OPNSense / Caddy - Runs on one system, won't start on another (corrupting key)

Started by Linwood, August 05, 2025, 02:08:51 AM

Previous topic - Next topic
I have a weird issue.  I'm running OPNSense 25.7.1.1_1 on two separate machines (hardware not virtual). One is a new, simple minded Beelink EQi12 and it works there.

I have an older system, a Z170-WS motherboard with I7-6700K.  It's a pretty powerful desktop and I was going to use it as a backup system. So I installed OPNSense, then all the plugins, then restored the configuration from the first system changing the interface names.

Everything is fine -- almost.  CADDY won't start.  It does not give an error as it fails to start, it just disappears. The log file looks identical to the other system.
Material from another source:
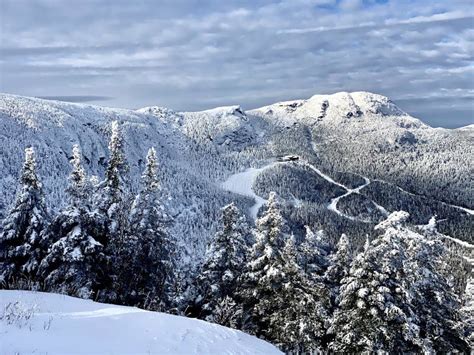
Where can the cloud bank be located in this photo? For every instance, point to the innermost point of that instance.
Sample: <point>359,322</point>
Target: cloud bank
<point>191,55</point>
A validation gives an error about missing TLS.  So I started looking around and in /var/db/caddy/data/caddy/certificates/temp is a key pair with a numeric name.  If I look at the key file on the working system it's a private key and looks right.
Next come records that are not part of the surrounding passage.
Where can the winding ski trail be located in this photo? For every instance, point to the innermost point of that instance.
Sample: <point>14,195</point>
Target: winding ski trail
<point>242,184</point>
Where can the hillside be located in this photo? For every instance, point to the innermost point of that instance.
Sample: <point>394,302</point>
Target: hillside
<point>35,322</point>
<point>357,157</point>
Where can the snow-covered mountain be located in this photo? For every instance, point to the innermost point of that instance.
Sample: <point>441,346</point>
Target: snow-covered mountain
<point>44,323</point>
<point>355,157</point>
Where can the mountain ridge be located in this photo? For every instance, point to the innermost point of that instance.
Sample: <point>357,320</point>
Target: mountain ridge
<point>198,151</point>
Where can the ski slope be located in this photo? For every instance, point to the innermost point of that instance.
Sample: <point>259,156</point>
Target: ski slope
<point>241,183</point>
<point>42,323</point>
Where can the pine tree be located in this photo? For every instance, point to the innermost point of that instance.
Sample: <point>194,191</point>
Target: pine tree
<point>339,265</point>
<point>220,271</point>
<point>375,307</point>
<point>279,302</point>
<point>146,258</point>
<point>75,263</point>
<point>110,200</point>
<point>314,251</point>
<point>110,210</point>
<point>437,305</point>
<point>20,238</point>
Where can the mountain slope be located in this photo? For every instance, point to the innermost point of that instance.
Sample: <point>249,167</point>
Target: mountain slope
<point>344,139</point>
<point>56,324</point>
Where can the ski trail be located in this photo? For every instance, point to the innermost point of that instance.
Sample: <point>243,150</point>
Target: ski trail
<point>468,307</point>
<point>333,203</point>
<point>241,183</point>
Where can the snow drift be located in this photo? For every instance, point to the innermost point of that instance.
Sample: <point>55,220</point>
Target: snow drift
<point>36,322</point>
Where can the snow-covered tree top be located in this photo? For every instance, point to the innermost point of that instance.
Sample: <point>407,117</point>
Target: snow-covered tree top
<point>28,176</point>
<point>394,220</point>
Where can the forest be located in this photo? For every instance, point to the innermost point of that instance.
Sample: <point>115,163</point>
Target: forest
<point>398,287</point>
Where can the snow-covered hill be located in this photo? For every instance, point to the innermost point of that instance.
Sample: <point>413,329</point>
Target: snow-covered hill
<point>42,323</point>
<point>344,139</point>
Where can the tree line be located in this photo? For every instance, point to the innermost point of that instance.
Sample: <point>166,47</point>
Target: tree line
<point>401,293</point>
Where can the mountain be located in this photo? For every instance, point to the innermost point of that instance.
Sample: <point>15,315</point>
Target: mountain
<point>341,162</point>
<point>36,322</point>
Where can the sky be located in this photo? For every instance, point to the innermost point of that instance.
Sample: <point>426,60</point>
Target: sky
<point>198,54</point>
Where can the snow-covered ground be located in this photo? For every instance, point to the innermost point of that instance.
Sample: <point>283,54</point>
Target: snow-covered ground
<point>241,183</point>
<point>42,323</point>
On the non-working system, about 2/3rds of the way down the ascii characters turn into binary junk.  So ... I think "something corrupted it, I'll just put it back".

So I edited the file, and put it back correctly, and started CADDY and ... it disappears and the file is corrupted again.

I have no idea why or how.  So I deleted the plugin and re-installed it, and replaced the config file and rebooted and -- corrupted again.

There is no sign of any disk related issues, it's ZFS and happy.   The binary crap appears identical each time it gets corrupted (at least to the eye).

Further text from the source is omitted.